José intercambió sonrisas con su yerno y con el capitán Ahab, que en realidad se llamaba –el escritor lo supo entonces– Benito Carlón. Luego siguió:

—Verá. Después de 1977, todo se complicó: los canadienses tomaron el control de la mayor parte de la región y solo concedían derechos muy limitados a los extranjeros. Nosotros seguimos yendo todavía unos años, sin internarnos mucho. La niebla era nuestra gran aliada. Una niebla muy espesa. Nos localizaban, pero no consiguieron cogernos, nunca. Después ya lo fuimos dejando. Y nos dedicamos a la anchoa en la costa francesa y a la merluza en el Gran Sol. Los españoles éramos los reyes del mar. Hasta que, claro, también esto se fue complicando con leyes y reglamentos y hostias. Si tiene curiosidad por estas cosas, aquí mi yerno le podrá seguir contando. Ahora vamos con la partida, que se nos va la tarde.

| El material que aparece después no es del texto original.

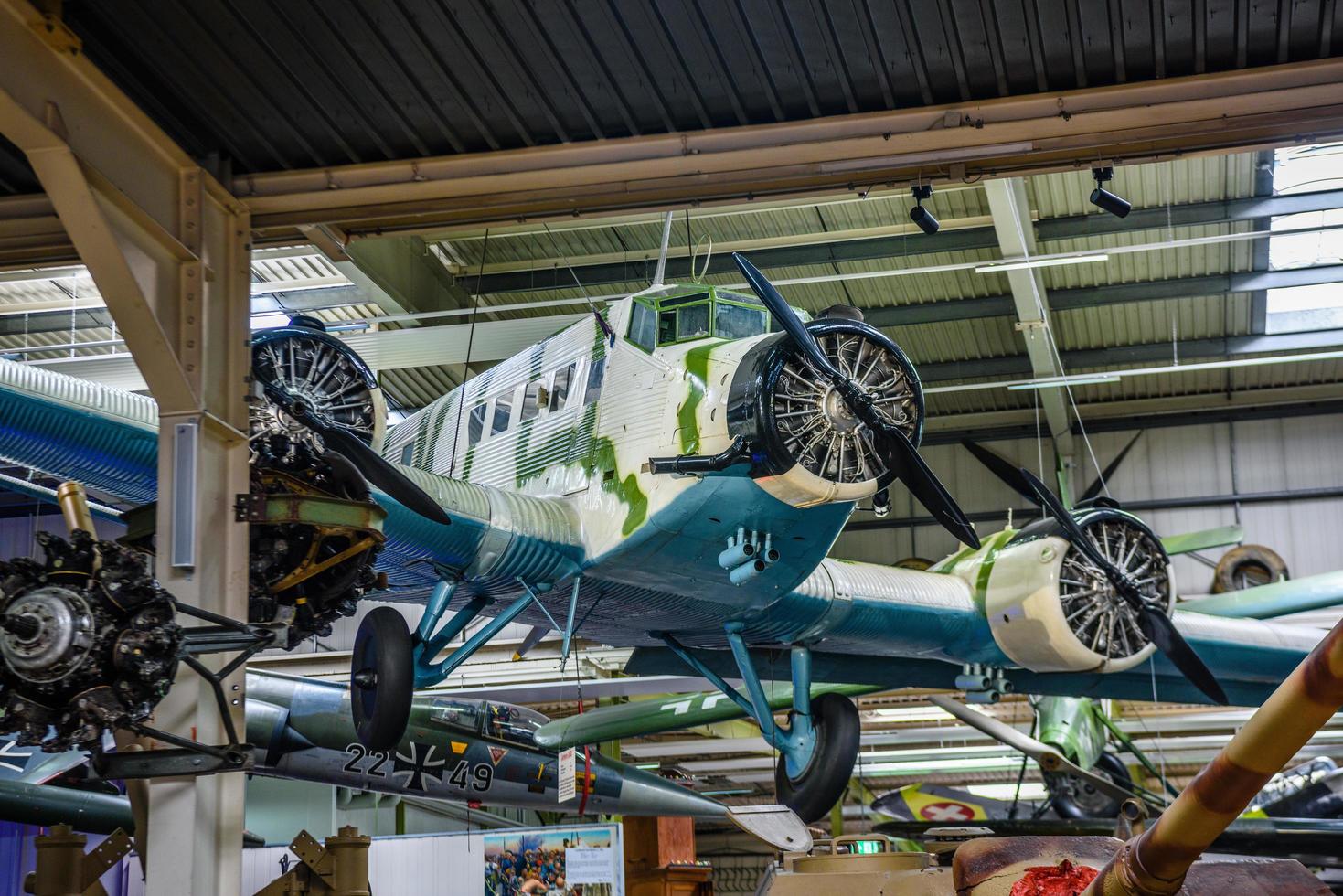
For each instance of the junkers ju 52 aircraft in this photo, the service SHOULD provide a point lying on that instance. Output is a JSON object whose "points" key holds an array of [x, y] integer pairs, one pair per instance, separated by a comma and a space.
{"points": [[667, 475]]}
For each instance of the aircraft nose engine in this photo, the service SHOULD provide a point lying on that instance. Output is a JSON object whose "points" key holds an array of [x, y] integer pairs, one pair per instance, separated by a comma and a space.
{"points": [[807, 445], [314, 529]]}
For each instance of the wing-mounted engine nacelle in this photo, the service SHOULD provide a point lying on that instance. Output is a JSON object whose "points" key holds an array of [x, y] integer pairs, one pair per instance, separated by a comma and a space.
{"points": [[806, 445], [314, 529], [1051, 610]]}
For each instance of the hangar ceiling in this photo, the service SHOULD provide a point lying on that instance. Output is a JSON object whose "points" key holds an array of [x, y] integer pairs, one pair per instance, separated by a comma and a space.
{"points": [[1197, 291]]}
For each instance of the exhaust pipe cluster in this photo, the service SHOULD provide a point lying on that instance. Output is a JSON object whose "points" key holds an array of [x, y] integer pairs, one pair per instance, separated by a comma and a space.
{"points": [[746, 558]]}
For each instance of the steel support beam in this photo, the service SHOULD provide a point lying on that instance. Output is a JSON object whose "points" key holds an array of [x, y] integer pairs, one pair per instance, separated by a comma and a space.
{"points": [[1147, 352], [825, 249], [169, 251], [1145, 414], [1065, 300], [1030, 303], [406, 272]]}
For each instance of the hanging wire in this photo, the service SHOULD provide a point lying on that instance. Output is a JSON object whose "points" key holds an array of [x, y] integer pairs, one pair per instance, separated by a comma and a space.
{"points": [[555, 248], [470, 340]]}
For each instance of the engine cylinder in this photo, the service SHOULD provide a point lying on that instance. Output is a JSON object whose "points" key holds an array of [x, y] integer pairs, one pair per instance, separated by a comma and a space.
{"points": [[1051, 610], [806, 445], [82, 652]]}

Veinte minutos después, la mesa gañía estremecida bajo el puño triunfal de José, que cantaba las cuarenta.

 

VI

 

 

 

 

 

A las siete de la tarde, Isauro entró en la casa y subió al saloncito aledaño a la cocina, donde lo esperaba Esperanza. La mujer, sin pronunciar palabra, le indicó la silla en la que debía sentarse, muy cerca de ella.

—Veo que ha empezado usted a moverse sin hablar conmigo. No se lo reprocho, pero no me parece lo más inteligente.

—Solo he hablado con el librero. La conversación vino rodada. Le pedí que me contase alguna historia de este pueblo y me contó esa.

—Claro. Y le contó lo que sabe, que es nada.

—No me contó mucho, no. Lo que dije antes en la mesa.

—Creo que debe abandonar esa costumbre de preguntarle al primero que pasa. ¿O es propia de un escritor?

—Es propia de quien… todavía no sabe a quién preguntar, como es mi caso.

—¿Debo entender que no me necesita? Porque si no me necesita, me da una gran alegría.

—Todo lo contrario. Sin usted, solo puedo seguir dando tumbos, para no llegar a ningún lado.